Atelier des Malers Otto Dix (1891-1969), Otto-Dix-Haus Hemmenhofen
Atelier des Malers Otto Dix (1891-1969), Otto-Dix-Haus Hemmenhofen

Seit 2004 arbeiten die Fotografinnen Anja Bohnhof und Karen Weinert gemeinsam an dem Projekt, das sie „Abwesenheitsnotizen“ nennen. „Abwesenheitsnotiz“ ist ein Begriff, den wir eigentlich aus der medialen Welt des Internets und des Emails-Verkehrs kennen: Der Angeschriebene gibt damit zu erkennen, dass er für einen bestimmten Zeitraum über das Medium nicht erreichbar ist. Auch die Gedächtnisstätten – Ateliers und Wohnräume von Menschen unterschiedlichem Bekanntheitsgrad, die heute zumeist für jedermann zugänglich als Museen fungieren, sind für eine kurze Zeit nicht zugänglich, nicht erreichbar. Nämlich genau zu jener Zeit, in der Anja Bohnhof und Karen Weinert die Räume von den gesamten Wohneinrichtungen ihrer einst berühmten Bewohner vollständig ausräumen.
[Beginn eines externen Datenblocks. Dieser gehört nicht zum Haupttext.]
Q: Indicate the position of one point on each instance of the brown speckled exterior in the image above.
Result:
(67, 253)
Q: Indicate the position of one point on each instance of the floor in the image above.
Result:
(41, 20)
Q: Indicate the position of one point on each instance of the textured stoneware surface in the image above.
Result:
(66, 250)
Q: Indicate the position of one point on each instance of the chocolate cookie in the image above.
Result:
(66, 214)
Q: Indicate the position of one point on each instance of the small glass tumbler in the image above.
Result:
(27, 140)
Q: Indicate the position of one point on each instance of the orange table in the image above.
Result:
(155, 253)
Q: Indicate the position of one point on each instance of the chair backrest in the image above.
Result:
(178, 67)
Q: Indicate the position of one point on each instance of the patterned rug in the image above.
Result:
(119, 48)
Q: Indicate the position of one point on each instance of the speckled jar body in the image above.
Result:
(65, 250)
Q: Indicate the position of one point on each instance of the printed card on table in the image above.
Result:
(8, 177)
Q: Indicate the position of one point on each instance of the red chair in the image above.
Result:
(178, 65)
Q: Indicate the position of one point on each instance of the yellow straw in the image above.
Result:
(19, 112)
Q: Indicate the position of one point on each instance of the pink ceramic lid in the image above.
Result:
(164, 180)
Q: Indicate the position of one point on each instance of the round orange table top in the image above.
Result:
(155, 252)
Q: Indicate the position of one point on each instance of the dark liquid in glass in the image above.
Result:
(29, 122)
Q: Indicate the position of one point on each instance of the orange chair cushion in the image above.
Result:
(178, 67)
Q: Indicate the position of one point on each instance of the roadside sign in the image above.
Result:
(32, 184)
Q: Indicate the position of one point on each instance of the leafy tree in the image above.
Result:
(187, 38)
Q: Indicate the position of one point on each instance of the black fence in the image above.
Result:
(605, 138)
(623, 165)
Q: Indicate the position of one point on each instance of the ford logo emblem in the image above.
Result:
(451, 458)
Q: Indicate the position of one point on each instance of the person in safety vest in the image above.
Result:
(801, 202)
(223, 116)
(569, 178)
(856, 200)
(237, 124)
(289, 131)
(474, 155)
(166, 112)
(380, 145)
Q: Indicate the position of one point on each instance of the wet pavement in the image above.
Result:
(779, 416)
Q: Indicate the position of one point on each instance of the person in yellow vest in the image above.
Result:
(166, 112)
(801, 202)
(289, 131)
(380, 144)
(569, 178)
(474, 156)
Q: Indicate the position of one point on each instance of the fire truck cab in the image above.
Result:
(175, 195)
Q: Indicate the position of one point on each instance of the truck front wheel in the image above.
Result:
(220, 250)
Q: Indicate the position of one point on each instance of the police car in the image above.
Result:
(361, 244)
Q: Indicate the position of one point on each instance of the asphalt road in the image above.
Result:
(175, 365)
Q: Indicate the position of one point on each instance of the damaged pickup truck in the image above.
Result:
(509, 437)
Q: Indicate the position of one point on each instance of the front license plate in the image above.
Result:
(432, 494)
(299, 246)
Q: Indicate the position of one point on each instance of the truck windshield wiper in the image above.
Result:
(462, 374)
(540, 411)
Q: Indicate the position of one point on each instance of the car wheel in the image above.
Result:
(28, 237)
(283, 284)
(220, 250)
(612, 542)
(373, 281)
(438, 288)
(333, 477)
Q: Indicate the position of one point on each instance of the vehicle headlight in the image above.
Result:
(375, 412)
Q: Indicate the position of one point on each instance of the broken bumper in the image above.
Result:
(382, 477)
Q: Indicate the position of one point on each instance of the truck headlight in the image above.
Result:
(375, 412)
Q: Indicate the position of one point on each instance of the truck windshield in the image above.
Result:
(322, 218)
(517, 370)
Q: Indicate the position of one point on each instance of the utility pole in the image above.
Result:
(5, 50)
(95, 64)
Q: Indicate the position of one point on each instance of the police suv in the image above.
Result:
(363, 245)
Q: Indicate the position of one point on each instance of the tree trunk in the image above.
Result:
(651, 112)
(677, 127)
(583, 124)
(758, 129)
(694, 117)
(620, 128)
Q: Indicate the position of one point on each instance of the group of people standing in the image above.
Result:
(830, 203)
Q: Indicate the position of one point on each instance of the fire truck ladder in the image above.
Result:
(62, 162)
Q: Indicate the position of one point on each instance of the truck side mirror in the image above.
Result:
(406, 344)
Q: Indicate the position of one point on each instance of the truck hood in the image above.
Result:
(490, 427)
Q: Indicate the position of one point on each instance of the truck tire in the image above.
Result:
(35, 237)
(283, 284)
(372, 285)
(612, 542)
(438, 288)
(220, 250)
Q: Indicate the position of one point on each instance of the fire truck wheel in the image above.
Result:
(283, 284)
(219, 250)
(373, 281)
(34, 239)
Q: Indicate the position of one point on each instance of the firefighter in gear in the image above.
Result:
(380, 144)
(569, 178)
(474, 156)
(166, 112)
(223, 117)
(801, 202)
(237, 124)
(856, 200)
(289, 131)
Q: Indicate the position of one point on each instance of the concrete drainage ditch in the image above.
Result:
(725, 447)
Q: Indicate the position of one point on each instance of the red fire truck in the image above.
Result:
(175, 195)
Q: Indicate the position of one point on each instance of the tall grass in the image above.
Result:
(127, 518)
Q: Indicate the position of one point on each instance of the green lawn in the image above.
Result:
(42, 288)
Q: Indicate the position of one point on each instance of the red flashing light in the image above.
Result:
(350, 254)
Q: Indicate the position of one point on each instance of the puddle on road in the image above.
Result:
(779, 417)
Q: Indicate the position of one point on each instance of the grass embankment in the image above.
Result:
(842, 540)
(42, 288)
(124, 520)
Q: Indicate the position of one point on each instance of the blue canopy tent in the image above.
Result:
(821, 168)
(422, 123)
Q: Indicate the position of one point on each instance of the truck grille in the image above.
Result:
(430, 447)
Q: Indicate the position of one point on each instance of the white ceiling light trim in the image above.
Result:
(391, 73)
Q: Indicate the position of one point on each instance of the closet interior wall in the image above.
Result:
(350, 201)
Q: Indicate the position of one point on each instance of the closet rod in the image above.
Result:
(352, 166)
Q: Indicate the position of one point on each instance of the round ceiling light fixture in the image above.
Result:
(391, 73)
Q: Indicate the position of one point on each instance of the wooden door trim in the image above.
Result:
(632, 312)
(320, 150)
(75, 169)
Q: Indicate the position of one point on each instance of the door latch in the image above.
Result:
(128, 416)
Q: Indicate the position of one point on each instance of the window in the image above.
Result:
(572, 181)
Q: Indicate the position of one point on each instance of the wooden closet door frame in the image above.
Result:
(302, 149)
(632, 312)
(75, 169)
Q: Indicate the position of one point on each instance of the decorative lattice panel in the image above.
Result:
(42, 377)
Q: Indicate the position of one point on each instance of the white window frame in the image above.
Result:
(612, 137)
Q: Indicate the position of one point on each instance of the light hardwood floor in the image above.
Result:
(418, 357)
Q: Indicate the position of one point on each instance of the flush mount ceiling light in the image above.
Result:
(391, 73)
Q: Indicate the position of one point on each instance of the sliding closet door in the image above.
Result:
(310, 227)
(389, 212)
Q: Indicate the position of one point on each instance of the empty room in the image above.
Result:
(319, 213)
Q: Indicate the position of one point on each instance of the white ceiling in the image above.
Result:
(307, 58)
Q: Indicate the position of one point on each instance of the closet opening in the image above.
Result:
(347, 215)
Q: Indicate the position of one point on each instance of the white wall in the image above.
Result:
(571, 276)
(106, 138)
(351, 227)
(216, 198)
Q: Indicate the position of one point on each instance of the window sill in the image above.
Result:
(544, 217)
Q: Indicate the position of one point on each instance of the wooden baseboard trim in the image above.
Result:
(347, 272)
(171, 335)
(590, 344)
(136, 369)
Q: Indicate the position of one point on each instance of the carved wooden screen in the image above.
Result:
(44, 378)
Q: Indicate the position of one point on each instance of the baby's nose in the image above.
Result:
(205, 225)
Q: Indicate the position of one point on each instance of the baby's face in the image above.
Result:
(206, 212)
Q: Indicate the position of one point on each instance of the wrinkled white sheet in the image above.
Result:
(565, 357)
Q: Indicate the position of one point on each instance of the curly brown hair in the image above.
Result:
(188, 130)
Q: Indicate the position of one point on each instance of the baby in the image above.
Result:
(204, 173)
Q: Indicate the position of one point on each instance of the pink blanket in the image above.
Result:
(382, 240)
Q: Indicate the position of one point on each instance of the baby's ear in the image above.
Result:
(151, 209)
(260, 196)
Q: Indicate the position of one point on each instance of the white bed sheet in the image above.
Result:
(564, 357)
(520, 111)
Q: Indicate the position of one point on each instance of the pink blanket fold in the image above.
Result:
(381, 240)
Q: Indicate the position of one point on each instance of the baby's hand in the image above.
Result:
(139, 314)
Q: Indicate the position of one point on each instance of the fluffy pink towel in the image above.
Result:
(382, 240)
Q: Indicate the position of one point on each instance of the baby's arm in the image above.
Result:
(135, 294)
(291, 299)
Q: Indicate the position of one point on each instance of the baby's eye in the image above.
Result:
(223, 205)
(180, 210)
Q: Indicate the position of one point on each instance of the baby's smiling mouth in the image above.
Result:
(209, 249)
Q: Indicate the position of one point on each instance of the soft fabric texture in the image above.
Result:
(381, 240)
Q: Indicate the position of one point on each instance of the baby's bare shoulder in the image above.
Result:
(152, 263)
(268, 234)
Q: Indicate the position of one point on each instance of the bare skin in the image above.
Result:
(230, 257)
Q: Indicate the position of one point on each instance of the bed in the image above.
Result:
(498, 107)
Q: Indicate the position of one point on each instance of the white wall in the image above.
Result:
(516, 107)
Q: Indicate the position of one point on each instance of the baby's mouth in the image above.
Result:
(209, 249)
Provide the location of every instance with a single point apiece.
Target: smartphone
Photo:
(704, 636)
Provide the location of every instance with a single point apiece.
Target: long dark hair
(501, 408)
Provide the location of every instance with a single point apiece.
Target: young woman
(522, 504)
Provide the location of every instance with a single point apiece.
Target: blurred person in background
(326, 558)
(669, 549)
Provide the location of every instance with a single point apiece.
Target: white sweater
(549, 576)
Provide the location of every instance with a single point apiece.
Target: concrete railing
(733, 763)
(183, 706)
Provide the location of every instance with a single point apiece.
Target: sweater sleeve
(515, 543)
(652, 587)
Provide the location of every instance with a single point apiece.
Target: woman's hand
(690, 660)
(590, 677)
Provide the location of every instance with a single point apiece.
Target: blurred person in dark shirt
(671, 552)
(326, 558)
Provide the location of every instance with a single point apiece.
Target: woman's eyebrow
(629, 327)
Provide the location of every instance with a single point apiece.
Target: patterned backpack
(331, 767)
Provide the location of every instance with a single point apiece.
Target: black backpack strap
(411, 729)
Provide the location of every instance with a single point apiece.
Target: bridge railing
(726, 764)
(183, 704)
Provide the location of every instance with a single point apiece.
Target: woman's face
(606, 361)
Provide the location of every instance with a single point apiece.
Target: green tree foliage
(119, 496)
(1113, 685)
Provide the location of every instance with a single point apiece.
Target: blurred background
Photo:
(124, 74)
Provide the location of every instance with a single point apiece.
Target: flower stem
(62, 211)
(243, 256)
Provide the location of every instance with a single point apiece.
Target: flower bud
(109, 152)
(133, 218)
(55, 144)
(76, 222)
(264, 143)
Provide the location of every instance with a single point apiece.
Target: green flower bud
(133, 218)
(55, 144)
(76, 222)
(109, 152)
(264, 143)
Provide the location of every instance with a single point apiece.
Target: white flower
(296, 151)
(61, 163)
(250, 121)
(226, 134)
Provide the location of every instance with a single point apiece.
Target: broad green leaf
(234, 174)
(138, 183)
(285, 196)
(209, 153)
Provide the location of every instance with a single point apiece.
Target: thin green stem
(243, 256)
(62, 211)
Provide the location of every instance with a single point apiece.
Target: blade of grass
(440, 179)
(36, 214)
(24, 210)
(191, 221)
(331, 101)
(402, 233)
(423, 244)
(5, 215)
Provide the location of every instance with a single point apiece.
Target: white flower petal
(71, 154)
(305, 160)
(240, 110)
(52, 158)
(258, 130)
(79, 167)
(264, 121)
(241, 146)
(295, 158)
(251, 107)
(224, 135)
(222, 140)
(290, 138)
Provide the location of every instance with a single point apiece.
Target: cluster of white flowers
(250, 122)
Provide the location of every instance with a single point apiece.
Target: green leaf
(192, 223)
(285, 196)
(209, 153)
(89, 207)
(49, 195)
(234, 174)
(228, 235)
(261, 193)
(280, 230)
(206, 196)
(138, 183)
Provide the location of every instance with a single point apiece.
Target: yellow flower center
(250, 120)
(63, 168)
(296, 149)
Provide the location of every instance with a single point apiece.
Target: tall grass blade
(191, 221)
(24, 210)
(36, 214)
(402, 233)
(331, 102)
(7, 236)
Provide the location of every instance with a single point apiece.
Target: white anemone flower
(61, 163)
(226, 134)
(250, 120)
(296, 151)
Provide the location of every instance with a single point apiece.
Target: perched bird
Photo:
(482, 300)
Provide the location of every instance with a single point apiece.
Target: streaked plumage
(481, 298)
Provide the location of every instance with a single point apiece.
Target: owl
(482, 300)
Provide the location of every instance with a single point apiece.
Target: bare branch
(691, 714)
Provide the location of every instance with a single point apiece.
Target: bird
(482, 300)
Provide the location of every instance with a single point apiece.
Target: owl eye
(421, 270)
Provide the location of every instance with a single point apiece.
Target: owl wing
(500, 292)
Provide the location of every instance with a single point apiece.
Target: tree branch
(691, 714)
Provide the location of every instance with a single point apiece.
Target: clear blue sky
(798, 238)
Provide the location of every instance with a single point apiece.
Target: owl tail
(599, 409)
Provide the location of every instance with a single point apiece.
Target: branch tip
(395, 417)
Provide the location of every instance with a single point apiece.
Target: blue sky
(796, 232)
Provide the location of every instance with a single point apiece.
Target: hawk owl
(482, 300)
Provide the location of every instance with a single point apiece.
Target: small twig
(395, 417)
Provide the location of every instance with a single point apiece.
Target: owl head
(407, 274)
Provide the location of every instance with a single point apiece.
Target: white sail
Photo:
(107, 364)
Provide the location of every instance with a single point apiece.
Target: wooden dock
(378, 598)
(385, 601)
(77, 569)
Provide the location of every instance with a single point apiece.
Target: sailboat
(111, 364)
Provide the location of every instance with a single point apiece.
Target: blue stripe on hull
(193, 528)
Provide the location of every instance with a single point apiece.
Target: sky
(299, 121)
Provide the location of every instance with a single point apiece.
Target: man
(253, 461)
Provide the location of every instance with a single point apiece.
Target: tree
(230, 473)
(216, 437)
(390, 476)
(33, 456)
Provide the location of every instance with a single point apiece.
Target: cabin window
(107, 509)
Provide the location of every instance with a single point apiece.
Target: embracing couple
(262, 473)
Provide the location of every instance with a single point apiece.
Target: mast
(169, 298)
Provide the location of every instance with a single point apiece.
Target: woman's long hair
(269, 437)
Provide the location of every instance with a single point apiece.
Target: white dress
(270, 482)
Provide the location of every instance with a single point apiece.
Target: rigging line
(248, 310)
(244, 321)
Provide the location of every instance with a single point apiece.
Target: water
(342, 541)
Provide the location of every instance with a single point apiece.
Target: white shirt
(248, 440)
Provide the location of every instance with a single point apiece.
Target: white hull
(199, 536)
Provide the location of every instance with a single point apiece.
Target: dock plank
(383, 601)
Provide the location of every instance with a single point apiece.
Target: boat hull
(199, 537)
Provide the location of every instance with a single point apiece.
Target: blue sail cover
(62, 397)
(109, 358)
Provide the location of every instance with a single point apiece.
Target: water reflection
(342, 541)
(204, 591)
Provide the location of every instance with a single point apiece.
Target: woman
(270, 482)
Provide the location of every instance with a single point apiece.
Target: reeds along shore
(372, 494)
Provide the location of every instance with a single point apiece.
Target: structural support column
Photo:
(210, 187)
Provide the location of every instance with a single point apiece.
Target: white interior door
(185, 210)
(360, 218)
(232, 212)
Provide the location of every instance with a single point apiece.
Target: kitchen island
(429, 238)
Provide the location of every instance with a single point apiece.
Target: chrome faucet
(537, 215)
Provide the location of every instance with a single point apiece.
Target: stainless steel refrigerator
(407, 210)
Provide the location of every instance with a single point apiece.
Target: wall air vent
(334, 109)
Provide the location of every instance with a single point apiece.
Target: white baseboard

In manchen dieser Museen – ob mit Originalmöbeln oder, wenn dies nicht mehr möglich ist, mit detailgetreuen Rekonstruktionen, zumindest aber mit der Zeitepoche und dem gesellschaftlichen Status entsprechendem Interieur – erhält der Besucher den Eindruck, als ob der Hausherr gerade erst den Raum verlassen hat, so lebendig und liebevoll sind diese mit persönlichen Requisiten oder frischen Schnittblumen auf einem Tisch oder einer Anrichte ausgestattet.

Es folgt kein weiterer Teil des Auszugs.